Where are your idols? They are probably going to be good, wonderful things in your life, but things that if you ever lost would make your life fall apart. Things that would destroy your self-worth if they ever got ruined.
Identity
Our idols are tied up in our identity; in who we can convince ourselves we really are, and in what kind of person we think other people see in us. When we think that success or failure in something is fundamental to our identity, then it is an idol.
Enslaved
We try to use an idol to gain control, but an idol always turns you into its slave. The more we try to control, the more we are controlled by the very idols we make. If you put all of your hope in wealth for your security, you will become enslaved to trying to protect it. If you put all of your hope in an other person for your self-worth, you will become enslaved to jealousy. If you put all of your hope in your job, you will become enslaved to your performance and you will fall apart if you lose it.
God Knows You
The Gospel is adamant; you are not saved by the things you do. We tend to think that the things we do are at the core of our identity. But the truth of the Gospel is that who you are is not defined by what you do – you are defined simply by the fact that God knows you. And God’s knowing you matters way more than whatever you know about yourself. He is the one who made you. He is the one whose thought about you right now sustains you. How on earth could God’s knowing of you not be what defines you?

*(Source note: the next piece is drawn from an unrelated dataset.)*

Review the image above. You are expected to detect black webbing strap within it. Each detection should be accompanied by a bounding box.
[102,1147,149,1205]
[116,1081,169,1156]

God knows who you really are. He knows what you do in your weakness and fear. He knows all of your insecurities and idols. But His knowing you is a sovereign love that towers over all of that. And the cross tells us with a megaphone that God’s knowing you is a decision. It is His decision to have a relationship with you where He is your loving Father and you are His beloved child. The cross shows you that that knowing, love, and relationship has no boundaries. It is absolute and was 100% accomplished on the cross.
Creative Knowing
God’s knowing is transformative. When God saves, He creates. God’s knowing you isn’t passive, it is creative. In knowing God, you become His new creation. The sinner you see in the mirror, is not what God sees, because it is not what God knows. And therefore it is not what you are. Because underneath the mask you are known by God in and through the perfect, righteous, trusting, beloved image of His Son. That is how you are seen and known by God.
Casting Down Idols
You can cast down your idols, because whatever you think your identity rests on and however you feel about your self-worth – the real truth about you is known by God, actively and creatively. The truth of who you are in Christ is that your identity is God’s beloved child and your worth is truly infinite in the Father’s love.